Kartka z kalendarza: Radom 1976
data:24 czerwca 2018     Redaktor: ArekN

 
Po proteście robotniczym w czerwcu 1976 r. przez lata mówiło się o Radomiu, jako o mieście „warchołów”. Zdaniem historyków ta propagandowa narracja władz PRL przylgnęła do Radomia na trwałe. Dlatego - jak podkreślają – należy nieustannie przedstawiać prawdziwy aspekt Czerwca’76.

 

Zdaniem dra Konrada Słowińskiego z Katolickiego Uniwersytetu Lubelskiego, komunistyczne władze od początku próbowały przeinaczyć sens protestu z 25 czerwca 1976 r., którego 40. rocznica mija w tym roku.

- Ta łatka "warchołów", którą przypięto radomskim robotnikom, miała na celu przede wszystkim umniejszenie znaczenia protestu, a także wymazanie go z pamięci społecznej obywateli – uważa historyk. Według niego takie myślenie o Radomiu w pewnym sensie pokutuje do dzisiaj.

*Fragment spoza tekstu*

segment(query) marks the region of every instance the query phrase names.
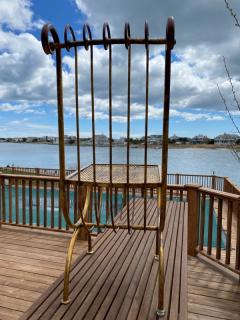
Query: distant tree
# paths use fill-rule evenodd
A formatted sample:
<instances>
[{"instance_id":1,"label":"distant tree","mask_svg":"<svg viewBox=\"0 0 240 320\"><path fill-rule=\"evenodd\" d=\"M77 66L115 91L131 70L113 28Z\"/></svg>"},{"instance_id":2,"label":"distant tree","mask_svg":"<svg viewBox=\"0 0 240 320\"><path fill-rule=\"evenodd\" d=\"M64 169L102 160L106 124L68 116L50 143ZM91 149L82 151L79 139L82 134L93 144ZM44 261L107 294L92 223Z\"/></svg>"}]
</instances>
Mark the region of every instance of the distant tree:
<instances>
[{"instance_id":1,"label":"distant tree","mask_svg":"<svg viewBox=\"0 0 240 320\"><path fill-rule=\"evenodd\" d=\"M233 10L233 8L230 6L230 3L228 0L224 0L225 2L225 5L226 5L226 9L228 10L228 12L230 13L230 15L233 17L234 19L234 22L235 22L235 26L237 28L240 29L240 23L239 23L239 19L238 19L238 16L237 14L235 13L235 11ZM225 109L227 111L227 114L236 130L236 132L238 134L240 134L240 125L238 124L235 116L234 116L234 111L239 111L240 112L240 101L237 97L237 94L236 94L236 91L235 91L235 88L234 88L234 84L233 84L233 81L232 81L232 77L231 77L231 74L230 74L230 71L229 71L229 68L228 68L228 65L227 65L227 61L226 61L226 58L223 57L223 64L224 64L224 68L225 68L225 72L226 72L226 75L227 75L227 79L228 79L228 82L229 82L229 85L230 85L230 88L231 88L231 91L232 91L232 97L233 97L233 100L234 100L234 105L233 107L235 108L235 110L232 111L232 109L229 107L228 105L228 102L226 100L226 98L224 97L221 89L220 89L220 86L217 84L217 87L218 87L218 92L219 92L219 95L222 99L222 102L225 106ZM232 152L232 154L234 155L234 157L240 161L240 151L238 149L235 148L234 145L231 145L230 146L230 150Z\"/></svg>"},{"instance_id":2,"label":"distant tree","mask_svg":"<svg viewBox=\"0 0 240 320\"><path fill-rule=\"evenodd\" d=\"M214 139L209 139L207 144L214 144Z\"/></svg>"},{"instance_id":3,"label":"distant tree","mask_svg":"<svg viewBox=\"0 0 240 320\"><path fill-rule=\"evenodd\" d=\"M68 144L74 144L75 143L75 140L74 139L69 139L68 140Z\"/></svg>"}]
</instances>

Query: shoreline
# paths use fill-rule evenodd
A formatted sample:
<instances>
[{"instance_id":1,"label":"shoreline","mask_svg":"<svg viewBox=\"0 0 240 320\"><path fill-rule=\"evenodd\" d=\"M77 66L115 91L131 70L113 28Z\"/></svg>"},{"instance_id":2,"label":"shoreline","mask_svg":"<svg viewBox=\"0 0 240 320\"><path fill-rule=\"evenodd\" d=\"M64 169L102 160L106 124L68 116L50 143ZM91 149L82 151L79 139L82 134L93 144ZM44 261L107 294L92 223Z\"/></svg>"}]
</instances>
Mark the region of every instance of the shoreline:
<instances>
[{"instance_id":1,"label":"shoreline","mask_svg":"<svg viewBox=\"0 0 240 320\"><path fill-rule=\"evenodd\" d=\"M47 143L47 142L0 142L0 144L18 144L18 145L50 145L50 146L58 146L58 144L55 143ZM76 144L65 144L66 146L72 146L76 147ZM82 147L92 147L91 144L89 145L80 145ZM96 147L100 148L108 148L109 146L107 145L96 145ZM122 148L126 147L126 145L113 145L113 148ZM144 145L130 145L130 148L133 149L144 149ZM168 145L169 149L226 149L229 150L230 146L228 145L214 145L214 144L169 144ZM157 145L148 145L148 149L161 149L161 146ZM235 150L240 150L240 145L235 145L234 146Z\"/></svg>"}]
</instances>

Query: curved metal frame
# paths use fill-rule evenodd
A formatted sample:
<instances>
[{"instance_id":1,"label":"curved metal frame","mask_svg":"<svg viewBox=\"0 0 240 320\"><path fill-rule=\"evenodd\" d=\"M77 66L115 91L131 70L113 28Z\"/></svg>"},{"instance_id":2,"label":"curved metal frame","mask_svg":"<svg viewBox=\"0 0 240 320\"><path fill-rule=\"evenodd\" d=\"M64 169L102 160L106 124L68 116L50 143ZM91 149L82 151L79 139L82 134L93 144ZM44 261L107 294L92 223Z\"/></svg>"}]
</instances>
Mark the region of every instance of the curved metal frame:
<instances>
[{"instance_id":1,"label":"curved metal frame","mask_svg":"<svg viewBox=\"0 0 240 320\"><path fill-rule=\"evenodd\" d=\"M64 31L64 43L60 43L57 31L51 24L47 24L42 29L41 40L42 47L46 54L53 54L56 52L56 73L57 73L57 102L58 102L58 134L59 134L59 162L60 162L60 205L61 210L64 215L66 224L74 229L67 253L66 265L65 265L65 276L64 276L64 292L62 303L66 304L69 302L69 276L72 262L72 254L74 250L74 245L80 233L81 227L85 228L88 235L88 253L92 253L92 243L91 243L91 233L90 230L92 227L97 226L98 228L105 226L106 228L112 228L115 230L115 225L113 221L112 211L112 224L109 225L108 222L103 225L100 223L100 207L101 207L101 195L100 200L98 201L98 206L96 204L96 172L93 173L93 183L92 186L86 186L86 199L84 208L79 212L79 220L76 223L73 223L69 217L68 205L67 205L67 195L66 195L66 180L65 180L65 145L64 145L64 112L63 112L63 90L62 90L62 54L61 50L66 48L67 51L70 51L71 48L74 48L75 54L75 95L76 95L76 127L77 127L77 138L78 138L78 183L79 186L83 185L80 179L80 153L79 153L79 123L78 123L78 61L77 61L77 47L83 46L86 50L90 46L90 73L91 73L91 97L92 97L92 130L93 130L93 148L95 148L95 126L94 126L94 89L93 89L93 45L103 45L105 50L109 50L109 131L111 136L111 108L112 108L112 92L111 92L111 81L112 81L112 44L123 44L128 50L128 145L127 145L127 190L129 196L129 137L130 137L130 84L131 84L131 45L132 44L144 44L146 49L146 117L148 117L148 63L149 63L149 45L162 45L166 46L165 50L165 80L164 80L164 111L163 111L163 143L162 143L162 170L161 170L161 187L157 187L157 198L158 198L158 207L159 207L159 225L156 227L147 226L146 217L144 213L144 226L130 225L129 219L129 201L127 209L127 220L128 224L117 225L118 228L128 229L129 233L131 229L136 230L154 230L157 232L156 236L156 256L159 260L159 299L158 299L158 310L157 316L163 316L164 311L164 248L163 248L163 239L162 234L165 226L165 213L166 213L166 189L167 189L167 160L168 160L168 130L169 130L169 103L170 103L170 74L171 74L171 50L175 44L175 35L174 35L174 19L172 17L168 18L167 27L166 27L166 38L165 39L149 39L149 30L148 24L145 22L145 37L143 39L133 39L130 35L130 25L129 23L125 24L124 29L124 38L113 39L111 38L110 28L107 23L103 26L103 39L92 39L91 29L88 24L83 26L83 40L78 41L75 37L74 31L71 26L67 25ZM71 33L72 41L68 40L68 32ZM49 40L49 35L51 35L53 42ZM145 149L147 147L147 132L148 127L145 125ZM146 151L145 151L146 152ZM110 153L110 159L112 164L112 158ZM93 157L95 157L95 150L93 151ZM95 158L94 170L95 170ZM147 154L145 154L145 166L147 163ZM110 166L111 167L111 166ZM110 168L110 187L112 183L112 172ZM94 172L94 171L93 171ZM147 168L145 168L145 189L147 186ZM89 210L91 202L91 193L92 188L94 190L94 203L95 203L95 213L96 213L96 224L87 223L85 218ZM111 198L111 196L110 196ZM144 198L146 199L146 190L144 192ZM111 198L112 200L112 198ZM146 200L145 200L146 203ZM146 204L144 205L146 207ZM111 209L112 210L112 209ZM145 210L144 210L145 212Z\"/></svg>"}]
</instances>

- Ta swoista narracja PRL-u, która przedstawiała radomski protest jako chuligańskie wybryki, w pewnej części na stałe przylgnęła do radomskiego Czerwca’76 – uważa dr Słowiński. - Dlatego ciąży na nas ogromny obowiązek, aby przedstawiać rzeczywisty aspekt tych wydarzeń i walczyć z tą propagandą, która została wykuta jeszcze w okresie PRL-u – dodaje.

 

Bezpośrednią przyczyną protestu robotniczego, do którego doszło 25 czerwca 1976 r., była zapowiedziana dzień wcześniej przez ówczesnego premiera Piotra Jaroszewicza drastyczna podwyżka cen wielu artykułów żywnościowych; mięso i ryby miały podrożeć o 69 proc., nabiał - o 64 proc., masło o 60 proc., ryż o 150 proc. oraz cukier o 90 proc. Stanowczy sprzeciw robotników spowodował jednak, że władze zdecydowały się wycofać z planów podwyżek.

 

"Wiadro zimnej wody wylanej na ekipę Gierka"

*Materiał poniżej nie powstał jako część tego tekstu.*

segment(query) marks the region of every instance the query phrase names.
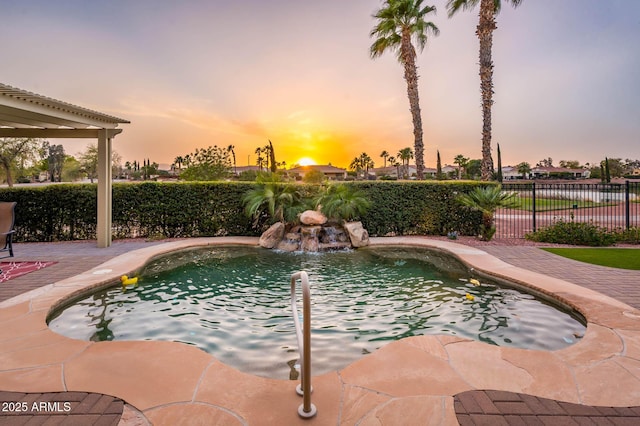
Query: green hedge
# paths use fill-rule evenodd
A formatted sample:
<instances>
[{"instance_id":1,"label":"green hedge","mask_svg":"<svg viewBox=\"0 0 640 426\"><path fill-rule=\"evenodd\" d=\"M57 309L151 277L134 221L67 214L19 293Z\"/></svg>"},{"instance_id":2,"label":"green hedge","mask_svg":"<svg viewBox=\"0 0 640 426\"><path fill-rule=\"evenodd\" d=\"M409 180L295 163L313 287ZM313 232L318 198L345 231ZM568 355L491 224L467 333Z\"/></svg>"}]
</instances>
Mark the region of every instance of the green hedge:
<instances>
[{"instance_id":1,"label":"green hedge","mask_svg":"<svg viewBox=\"0 0 640 426\"><path fill-rule=\"evenodd\" d=\"M372 236L478 235L482 213L460 206L459 193L476 182L353 182L365 192L372 207L362 224Z\"/></svg>"},{"instance_id":2,"label":"green hedge","mask_svg":"<svg viewBox=\"0 0 640 426\"><path fill-rule=\"evenodd\" d=\"M477 235L481 214L455 201L474 182L352 182L372 201L361 218L372 236ZM113 236L203 237L259 235L243 211L242 196L253 182L118 183L113 185ZM297 184L299 185L299 184ZM305 194L320 190L301 185ZM96 238L97 185L60 184L0 190L0 201L16 201L16 241ZM266 218L264 218L266 219Z\"/></svg>"}]
</instances>

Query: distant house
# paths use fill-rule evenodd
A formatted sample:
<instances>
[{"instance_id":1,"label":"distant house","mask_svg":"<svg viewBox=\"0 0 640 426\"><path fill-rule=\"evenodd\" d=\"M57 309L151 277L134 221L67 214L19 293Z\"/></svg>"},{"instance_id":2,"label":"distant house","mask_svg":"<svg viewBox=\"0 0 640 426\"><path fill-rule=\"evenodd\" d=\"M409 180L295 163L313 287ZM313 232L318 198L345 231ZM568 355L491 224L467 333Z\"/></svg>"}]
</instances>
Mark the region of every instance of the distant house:
<instances>
[{"instance_id":1,"label":"distant house","mask_svg":"<svg viewBox=\"0 0 640 426\"><path fill-rule=\"evenodd\" d=\"M249 171L253 171L258 173L260 171L260 167L258 166L237 166L237 167L231 167L231 173L233 173L235 176L240 176L240 173L243 172L249 172ZM264 170L264 167L262 168L262 170Z\"/></svg>"},{"instance_id":2,"label":"distant house","mask_svg":"<svg viewBox=\"0 0 640 426\"><path fill-rule=\"evenodd\" d=\"M340 167L335 167L332 165L325 166L314 164L310 166L299 166L287 170L287 173L289 174L289 176L293 176L296 179L302 179L310 171L322 172L329 180L344 180L347 177L347 171L345 169L341 169Z\"/></svg>"},{"instance_id":3,"label":"distant house","mask_svg":"<svg viewBox=\"0 0 640 426\"><path fill-rule=\"evenodd\" d=\"M388 176L397 179L398 170L400 170L400 174L402 175L402 166L374 167L373 169L369 169L369 174L377 177Z\"/></svg>"},{"instance_id":4,"label":"distant house","mask_svg":"<svg viewBox=\"0 0 640 426\"><path fill-rule=\"evenodd\" d=\"M435 170L435 169L434 169ZM387 166L387 167L376 167L373 169L369 169L369 175L372 176L388 176L391 178L396 178L398 179L398 172L400 172L400 176L399 178L402 179L403 178L403 174L404 174L404 166ZM425 174L426 174L426 170L425 170ZM409 175L409 177L411 176L415 176L416 174L416 166L413 165L409 165L407 167L407 174Z\"/></svg>"},{"instance_id":5,"label":"distant house","mask_svg":"<svg viewBox=\"0 0 640 426\"><path fill-rule=\"evenodd\" d=\"M518 173L518 169L513 166L505 166L502 168L502 180L522 179L522 173Z\"/></svg>"},{"instance_id":6,"label":"distant house","mask_svg":"<svg viewBox=\"0 0 640 426\"><path fill-rule=\"evenodd\" d=\"M444 167L442 167L442 174L445 176L448 176L450 178L457 178L458 177L458 166L450 166L448 164L445 164ZM435 174L434 174L435 176Z\"/></svg>"},{"instance_id":7,"label":"distant house","mask_svg":"<svg viewBox=\"0 0 640 426\"><path fill-rule=\"evenodd\" d=\"M424 171L424 176L426 178L435 179L436 175L438 174L438 170L432 167L425 167L423 171ZM369 170L369 174L374 174L378 177L389 176L396 179L398 178L398 172L400 172L400 179L402 179L404 174L403 166L376 167L375 169ZM417 174L416 166L410 164L407 169L407 172L408 172L407 174L409 175L409 179L415 178ZM457 173L458 173L458 168L456 166L444 166L442 168L442 174L444 176L457 177L458 176Z\"/></svg>"},{"instance_id":8,"label":"distant house","mask_svg":"<svg viewBox=\"0 0 640 426\"><path fill-rule=\"evenodd\" d=\"M526 176L514 166L502 168L502 180L516 179L588 179L591 171L587 169L569 169L566 167L534 167Z\"/></svg>"},{"instance_id":9,"label":"distant house","mask_svg":"<svg viewBox=\"0 0 640 426\"><path fill-rule=\"evenodd\" d=\"M566 167L534 167L531 169L533 179L587 179L591 176L588 169L569 169Z\"/></svg>"}]
</instances>

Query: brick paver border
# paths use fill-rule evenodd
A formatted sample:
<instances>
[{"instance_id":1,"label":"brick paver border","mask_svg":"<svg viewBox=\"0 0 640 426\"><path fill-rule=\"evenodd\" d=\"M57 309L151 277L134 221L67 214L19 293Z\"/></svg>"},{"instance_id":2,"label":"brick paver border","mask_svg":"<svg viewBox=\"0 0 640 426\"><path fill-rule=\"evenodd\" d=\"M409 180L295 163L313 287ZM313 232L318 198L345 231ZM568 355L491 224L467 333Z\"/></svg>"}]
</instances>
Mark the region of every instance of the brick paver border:
<instances>
[{"instance_id":1,"label":"brick paver border","mask_svg":"<svg viewBox=\"0 0 640 426\"><path fill-rule=\"evenodd\" d=\"M124 401L88 392L0 392L2 425L96 425L116 426Z\"/></svg>"},{"instance_id":2,"label":"brick paver border","mask_svg":"<svg viewBox=\"0 0 640 426\"><path fill-rule=\"evenodd\" d=\"M495 390L457 394L454 408L462 426L640 424L640 407L592 407Z\"/></svg>"}]
</instances>

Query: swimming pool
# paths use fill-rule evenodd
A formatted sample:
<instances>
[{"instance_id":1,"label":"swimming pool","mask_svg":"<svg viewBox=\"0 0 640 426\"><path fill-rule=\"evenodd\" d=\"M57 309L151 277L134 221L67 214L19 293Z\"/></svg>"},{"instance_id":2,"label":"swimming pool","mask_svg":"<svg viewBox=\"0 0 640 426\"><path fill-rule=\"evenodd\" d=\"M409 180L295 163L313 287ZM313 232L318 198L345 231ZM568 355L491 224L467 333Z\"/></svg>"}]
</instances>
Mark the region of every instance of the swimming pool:
<instances>
[{"instance_id":1,"label":"swimming pool","mask_svg":"<svg viewBox=\"0 0 640 426\"><path fill-rule=\"evenodd\" d=\"M314 375L419 334L554 350L585 331L570 310L475 276L452 256L413 247L178 252L147 265L137 288L98 291L56 312L49 326L84 340L184 342L245 372L292 377L298 352L289 278L298 270L311 282Z\"/></svg>"}]
</instances>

Zdaniem dr. Arkadiusza Kutkowskiego z Instytutu Pamięci Narodowej I sekretarz KC PZPR Edward Gierek zinterpretował bunt przeciwko swojej polityce bardzo emocjonalnie. Może o tym świadczyć m.in. – jak podkreśla Kutkowski - jego wypowiedź w czasie telekonferencji z I sekretarzami komitetów wojewódzkich, która odbyła się dzień po proteście, 26 czerwca. Gierek zażądał zorganizowania w wielu polskich miastach, w tym także w Radomiu, wieców poparcia dla linii partii i polityki rządu.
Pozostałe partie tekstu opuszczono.